Cost of funds have remained stagnant over the last many quarters for both AGNC and NLY, which means that the prime driver of spreads has been the yield on earning assets. AGNC stands out with an average spread of 1.8% over the last five quarters as compared to NLY which stands at 1.4%. The average spread between both is just 40 bps but a point to note here is that since Q212 NLY's net interest spread have continued to narrow whereas the AGNC's net interest spreads have continued to recover, giving AGNC a clear advantage over NLY.

(click to enlarge)

Source: Company Reports

(vi) Valuation

The chart below shows that the growth in NLY's book value remained stagnant whereas AGNC was able to grow value for its stock holders in a consistent fashion. Therefore on a valuation basis AGNC was able to beat NLY during 2012.

(click to enlarge)

Source: Company Reports

Conclusion

Despite my previous recommendations to buy both AGNC as well as NLY, the tilt should be more towards AGNC. The reason behind such a conclusion is based on hard core facts as I have discussed throughout the article and also the way in which the portfolios of both the companies are structured, relative to each other.

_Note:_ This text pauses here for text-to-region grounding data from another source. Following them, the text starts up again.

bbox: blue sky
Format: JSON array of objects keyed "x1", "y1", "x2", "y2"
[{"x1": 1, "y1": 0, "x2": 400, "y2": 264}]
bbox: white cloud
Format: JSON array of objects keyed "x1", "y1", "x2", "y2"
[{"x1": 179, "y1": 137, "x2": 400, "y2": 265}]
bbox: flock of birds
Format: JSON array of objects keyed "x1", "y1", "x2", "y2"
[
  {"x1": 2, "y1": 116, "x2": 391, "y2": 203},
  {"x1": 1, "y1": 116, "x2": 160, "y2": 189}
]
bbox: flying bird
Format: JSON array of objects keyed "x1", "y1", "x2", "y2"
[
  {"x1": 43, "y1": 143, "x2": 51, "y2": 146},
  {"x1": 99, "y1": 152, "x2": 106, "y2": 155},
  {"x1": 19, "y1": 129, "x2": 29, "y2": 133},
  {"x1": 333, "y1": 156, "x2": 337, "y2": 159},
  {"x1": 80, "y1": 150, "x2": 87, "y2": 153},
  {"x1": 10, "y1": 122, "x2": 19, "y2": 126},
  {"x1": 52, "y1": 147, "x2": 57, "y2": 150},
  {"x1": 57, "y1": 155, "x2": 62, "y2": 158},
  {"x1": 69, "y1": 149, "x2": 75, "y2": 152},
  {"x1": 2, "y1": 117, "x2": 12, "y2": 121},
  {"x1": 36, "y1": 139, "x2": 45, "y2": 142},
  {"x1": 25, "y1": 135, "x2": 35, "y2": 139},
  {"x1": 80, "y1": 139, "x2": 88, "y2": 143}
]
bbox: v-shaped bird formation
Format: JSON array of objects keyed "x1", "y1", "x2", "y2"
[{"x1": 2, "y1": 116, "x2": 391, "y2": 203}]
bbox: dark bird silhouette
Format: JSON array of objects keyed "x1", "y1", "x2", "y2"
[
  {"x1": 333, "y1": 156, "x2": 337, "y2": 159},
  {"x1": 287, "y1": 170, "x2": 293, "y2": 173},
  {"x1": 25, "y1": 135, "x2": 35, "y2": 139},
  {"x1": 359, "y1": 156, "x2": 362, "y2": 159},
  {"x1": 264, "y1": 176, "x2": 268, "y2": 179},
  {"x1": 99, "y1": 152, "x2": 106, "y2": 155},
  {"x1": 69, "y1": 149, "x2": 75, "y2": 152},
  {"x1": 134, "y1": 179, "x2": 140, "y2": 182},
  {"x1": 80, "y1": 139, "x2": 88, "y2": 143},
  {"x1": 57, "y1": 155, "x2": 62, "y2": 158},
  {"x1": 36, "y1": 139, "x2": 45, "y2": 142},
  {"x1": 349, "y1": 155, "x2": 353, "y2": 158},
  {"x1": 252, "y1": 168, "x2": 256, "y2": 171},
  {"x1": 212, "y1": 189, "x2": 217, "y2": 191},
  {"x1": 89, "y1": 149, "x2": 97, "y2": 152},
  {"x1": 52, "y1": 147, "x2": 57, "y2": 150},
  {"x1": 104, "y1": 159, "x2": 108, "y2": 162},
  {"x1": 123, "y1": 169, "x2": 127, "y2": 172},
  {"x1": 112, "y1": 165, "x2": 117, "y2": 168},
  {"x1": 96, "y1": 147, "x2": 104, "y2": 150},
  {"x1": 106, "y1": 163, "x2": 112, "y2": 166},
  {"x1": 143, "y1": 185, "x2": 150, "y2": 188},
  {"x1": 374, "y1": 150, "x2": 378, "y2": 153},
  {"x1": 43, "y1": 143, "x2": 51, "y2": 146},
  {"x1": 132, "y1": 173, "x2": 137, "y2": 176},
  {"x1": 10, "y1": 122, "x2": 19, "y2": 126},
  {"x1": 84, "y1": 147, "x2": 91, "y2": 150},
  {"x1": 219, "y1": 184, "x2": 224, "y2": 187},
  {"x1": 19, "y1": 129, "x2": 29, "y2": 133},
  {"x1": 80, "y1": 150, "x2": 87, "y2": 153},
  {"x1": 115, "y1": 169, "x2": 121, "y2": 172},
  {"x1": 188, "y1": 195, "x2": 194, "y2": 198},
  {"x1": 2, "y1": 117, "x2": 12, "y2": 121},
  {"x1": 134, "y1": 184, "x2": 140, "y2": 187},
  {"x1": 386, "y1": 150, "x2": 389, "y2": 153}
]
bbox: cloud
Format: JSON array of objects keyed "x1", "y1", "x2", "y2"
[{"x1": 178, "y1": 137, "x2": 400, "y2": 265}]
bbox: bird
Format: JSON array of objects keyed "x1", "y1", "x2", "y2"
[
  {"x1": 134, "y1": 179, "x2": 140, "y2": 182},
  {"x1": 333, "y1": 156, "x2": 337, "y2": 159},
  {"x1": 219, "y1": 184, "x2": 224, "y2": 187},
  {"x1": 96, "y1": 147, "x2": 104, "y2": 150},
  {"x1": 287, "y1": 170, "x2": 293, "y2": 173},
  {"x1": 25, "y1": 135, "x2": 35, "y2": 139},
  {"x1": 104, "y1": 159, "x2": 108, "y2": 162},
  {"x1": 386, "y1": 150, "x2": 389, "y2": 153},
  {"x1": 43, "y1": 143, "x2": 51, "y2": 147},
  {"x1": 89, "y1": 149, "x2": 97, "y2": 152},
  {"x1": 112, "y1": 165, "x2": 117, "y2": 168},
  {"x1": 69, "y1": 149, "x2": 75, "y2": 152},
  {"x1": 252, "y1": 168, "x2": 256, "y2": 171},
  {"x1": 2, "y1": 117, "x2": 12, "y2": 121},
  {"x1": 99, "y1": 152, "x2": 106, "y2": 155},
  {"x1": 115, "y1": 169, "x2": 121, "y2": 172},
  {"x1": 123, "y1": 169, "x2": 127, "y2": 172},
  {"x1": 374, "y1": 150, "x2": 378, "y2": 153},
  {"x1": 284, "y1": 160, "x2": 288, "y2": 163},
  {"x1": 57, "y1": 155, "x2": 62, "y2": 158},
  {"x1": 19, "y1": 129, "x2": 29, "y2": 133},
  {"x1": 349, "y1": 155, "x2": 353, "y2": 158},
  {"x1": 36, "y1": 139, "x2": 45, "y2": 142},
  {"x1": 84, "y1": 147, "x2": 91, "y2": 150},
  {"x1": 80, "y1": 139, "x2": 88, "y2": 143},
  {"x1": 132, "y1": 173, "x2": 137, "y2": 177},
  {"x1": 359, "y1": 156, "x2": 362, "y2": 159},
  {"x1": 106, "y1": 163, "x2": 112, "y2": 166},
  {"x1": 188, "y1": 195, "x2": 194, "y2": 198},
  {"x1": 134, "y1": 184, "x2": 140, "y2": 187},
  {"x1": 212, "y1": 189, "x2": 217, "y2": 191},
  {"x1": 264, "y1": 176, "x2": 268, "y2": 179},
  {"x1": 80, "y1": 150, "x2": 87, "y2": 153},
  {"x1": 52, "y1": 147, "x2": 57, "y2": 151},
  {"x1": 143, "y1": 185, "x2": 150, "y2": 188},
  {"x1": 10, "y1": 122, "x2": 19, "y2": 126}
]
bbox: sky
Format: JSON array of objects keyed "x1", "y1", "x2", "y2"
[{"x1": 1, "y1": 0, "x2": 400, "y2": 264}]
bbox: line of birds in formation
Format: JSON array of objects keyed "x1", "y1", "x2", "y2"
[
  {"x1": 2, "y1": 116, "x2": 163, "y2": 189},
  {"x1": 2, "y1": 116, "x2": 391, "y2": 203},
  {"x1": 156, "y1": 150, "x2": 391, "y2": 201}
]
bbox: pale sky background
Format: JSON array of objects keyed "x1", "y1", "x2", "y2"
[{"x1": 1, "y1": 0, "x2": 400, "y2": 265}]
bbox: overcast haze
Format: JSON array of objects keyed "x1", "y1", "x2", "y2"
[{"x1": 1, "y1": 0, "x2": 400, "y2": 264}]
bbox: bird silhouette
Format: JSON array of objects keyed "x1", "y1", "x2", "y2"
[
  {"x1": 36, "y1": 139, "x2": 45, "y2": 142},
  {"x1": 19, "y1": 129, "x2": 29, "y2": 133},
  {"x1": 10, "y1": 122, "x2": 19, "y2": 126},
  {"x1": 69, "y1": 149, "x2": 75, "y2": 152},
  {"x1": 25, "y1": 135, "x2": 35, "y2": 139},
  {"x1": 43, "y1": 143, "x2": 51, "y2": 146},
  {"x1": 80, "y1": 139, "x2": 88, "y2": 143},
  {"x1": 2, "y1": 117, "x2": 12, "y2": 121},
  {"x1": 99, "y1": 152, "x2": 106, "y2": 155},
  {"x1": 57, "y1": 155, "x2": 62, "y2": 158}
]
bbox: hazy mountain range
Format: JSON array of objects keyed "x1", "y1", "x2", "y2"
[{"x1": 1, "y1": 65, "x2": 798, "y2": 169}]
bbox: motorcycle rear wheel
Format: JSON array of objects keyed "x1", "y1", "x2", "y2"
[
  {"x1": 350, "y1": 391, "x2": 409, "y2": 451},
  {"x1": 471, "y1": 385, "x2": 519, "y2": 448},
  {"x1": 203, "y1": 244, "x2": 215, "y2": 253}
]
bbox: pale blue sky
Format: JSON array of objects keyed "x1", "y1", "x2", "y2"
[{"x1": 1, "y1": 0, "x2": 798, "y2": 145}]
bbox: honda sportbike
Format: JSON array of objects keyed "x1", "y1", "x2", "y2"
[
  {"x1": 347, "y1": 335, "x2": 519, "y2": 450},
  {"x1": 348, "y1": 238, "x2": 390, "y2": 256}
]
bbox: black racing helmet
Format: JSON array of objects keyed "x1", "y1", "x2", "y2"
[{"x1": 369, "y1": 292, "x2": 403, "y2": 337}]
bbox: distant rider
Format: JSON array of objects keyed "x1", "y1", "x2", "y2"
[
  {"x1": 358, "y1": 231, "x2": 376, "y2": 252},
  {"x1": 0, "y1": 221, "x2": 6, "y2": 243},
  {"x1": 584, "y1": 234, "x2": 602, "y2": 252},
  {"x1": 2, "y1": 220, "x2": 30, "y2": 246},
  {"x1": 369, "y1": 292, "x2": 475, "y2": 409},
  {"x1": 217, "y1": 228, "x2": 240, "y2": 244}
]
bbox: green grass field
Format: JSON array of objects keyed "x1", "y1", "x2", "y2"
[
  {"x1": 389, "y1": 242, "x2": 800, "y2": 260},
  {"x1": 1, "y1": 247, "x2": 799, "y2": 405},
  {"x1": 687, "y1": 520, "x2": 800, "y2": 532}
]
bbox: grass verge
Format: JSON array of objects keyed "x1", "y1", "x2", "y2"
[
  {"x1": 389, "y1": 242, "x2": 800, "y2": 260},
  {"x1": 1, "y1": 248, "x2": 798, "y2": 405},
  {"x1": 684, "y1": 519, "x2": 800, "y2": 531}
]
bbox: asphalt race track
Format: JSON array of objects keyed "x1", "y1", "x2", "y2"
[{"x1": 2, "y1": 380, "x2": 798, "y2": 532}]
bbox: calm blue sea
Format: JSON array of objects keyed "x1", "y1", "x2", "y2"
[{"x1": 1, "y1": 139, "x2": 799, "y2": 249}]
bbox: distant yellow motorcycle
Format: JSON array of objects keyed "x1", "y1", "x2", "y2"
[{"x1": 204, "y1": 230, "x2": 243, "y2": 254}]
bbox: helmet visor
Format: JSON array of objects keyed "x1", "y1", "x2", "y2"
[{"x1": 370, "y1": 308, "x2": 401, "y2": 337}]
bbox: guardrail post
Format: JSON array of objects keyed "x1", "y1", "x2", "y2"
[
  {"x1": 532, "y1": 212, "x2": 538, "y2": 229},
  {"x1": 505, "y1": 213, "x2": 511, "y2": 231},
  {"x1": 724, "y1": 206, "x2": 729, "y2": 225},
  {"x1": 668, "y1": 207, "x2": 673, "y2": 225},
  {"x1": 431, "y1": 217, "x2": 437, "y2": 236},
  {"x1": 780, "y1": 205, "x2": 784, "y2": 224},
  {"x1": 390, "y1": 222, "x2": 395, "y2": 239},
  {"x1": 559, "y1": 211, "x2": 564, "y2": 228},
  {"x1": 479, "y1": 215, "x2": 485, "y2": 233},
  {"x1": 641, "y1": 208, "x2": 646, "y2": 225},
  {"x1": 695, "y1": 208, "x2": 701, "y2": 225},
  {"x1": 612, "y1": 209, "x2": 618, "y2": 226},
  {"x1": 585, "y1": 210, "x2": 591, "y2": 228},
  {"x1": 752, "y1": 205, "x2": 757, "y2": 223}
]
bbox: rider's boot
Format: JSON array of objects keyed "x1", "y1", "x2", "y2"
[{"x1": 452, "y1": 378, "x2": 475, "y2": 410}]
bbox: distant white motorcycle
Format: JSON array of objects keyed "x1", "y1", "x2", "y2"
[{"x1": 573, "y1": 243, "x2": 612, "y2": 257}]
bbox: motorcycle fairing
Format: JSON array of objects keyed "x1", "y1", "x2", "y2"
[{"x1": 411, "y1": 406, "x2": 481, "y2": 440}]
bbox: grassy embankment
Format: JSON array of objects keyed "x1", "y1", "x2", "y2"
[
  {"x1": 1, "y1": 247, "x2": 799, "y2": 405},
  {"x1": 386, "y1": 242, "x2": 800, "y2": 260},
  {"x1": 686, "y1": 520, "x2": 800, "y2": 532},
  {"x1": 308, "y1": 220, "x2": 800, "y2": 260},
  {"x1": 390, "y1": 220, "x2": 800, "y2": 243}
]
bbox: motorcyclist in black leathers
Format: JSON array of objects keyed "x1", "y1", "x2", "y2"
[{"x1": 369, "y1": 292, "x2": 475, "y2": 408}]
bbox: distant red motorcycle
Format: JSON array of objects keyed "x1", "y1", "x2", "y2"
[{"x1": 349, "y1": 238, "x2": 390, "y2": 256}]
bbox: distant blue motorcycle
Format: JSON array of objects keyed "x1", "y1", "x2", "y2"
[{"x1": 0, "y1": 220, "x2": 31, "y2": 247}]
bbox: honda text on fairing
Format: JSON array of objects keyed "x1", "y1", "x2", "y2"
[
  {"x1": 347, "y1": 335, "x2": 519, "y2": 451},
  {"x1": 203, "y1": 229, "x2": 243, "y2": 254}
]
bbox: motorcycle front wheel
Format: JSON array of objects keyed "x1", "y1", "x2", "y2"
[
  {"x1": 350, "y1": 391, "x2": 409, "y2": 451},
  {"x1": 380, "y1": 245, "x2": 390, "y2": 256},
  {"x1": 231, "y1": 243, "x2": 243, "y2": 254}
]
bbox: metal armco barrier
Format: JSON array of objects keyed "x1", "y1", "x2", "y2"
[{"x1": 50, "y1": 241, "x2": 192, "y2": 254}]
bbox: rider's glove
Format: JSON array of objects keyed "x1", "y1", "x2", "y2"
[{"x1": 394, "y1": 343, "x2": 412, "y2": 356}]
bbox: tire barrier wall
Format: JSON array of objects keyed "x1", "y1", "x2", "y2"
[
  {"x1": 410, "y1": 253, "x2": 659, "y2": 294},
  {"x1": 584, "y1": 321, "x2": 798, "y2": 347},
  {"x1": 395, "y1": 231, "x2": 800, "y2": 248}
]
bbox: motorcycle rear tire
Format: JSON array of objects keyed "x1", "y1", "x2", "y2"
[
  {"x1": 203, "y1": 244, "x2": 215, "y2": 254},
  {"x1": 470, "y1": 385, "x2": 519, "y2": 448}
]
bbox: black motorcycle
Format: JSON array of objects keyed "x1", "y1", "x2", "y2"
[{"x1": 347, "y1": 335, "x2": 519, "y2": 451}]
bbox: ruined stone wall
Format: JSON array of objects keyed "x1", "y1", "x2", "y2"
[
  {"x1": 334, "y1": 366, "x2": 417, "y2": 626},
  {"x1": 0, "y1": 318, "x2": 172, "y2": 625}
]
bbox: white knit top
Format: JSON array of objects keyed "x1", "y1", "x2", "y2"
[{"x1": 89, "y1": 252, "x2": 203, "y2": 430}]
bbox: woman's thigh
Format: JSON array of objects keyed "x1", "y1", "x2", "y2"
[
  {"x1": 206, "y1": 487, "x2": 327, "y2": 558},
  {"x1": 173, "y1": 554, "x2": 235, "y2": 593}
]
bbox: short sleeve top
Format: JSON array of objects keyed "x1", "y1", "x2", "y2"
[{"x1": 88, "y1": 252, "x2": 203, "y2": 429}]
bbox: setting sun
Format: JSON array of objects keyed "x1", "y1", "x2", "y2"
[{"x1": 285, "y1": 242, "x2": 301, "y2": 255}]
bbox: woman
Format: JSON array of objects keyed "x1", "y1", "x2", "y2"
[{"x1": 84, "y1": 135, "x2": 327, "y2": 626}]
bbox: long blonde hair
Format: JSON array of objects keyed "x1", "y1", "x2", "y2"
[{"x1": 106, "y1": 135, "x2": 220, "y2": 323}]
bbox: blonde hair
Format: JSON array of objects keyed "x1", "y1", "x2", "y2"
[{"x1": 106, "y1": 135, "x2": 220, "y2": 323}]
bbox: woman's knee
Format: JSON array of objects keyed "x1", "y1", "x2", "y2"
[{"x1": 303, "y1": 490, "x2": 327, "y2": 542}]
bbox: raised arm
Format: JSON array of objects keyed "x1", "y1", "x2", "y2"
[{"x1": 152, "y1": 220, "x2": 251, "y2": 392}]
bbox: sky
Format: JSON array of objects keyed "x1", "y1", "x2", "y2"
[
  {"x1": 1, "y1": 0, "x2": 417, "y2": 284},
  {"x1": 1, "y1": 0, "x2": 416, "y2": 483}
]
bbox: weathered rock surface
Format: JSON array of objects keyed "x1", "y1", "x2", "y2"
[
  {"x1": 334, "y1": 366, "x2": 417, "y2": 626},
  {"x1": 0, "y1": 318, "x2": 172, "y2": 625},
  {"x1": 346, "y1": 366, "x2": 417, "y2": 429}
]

AGNC is expected to benefit from purchase of Agency MBS on a forward settlement basis via the TBA dollar roll market and a large proportion of its fixed rate assets have lower risk of prepayment. On the other hand NLY's recent decision to pursue aggressive diversification by acquiring Crexus Investment Corp will improve yield on earning assets going forward.

In totality, during 2012:

1. AGNC beat NLY in terms of EPS.

2. AGNC had a higher ROE than NLY.

3. AGNC had a lower CPR than NLY, means more stable earnings in the future.

4. AGNC had an improving net interest spreads whereas NLY's net interest spread has narrowed further.

5. Comparing AGNC's and NLY's current portfolio structure and assuming that 30-year mortgage rates will keep moving higher, I believe AGNC is in a better position to benefit from it.

Based on my analysis I would recommend you to buy AGNC.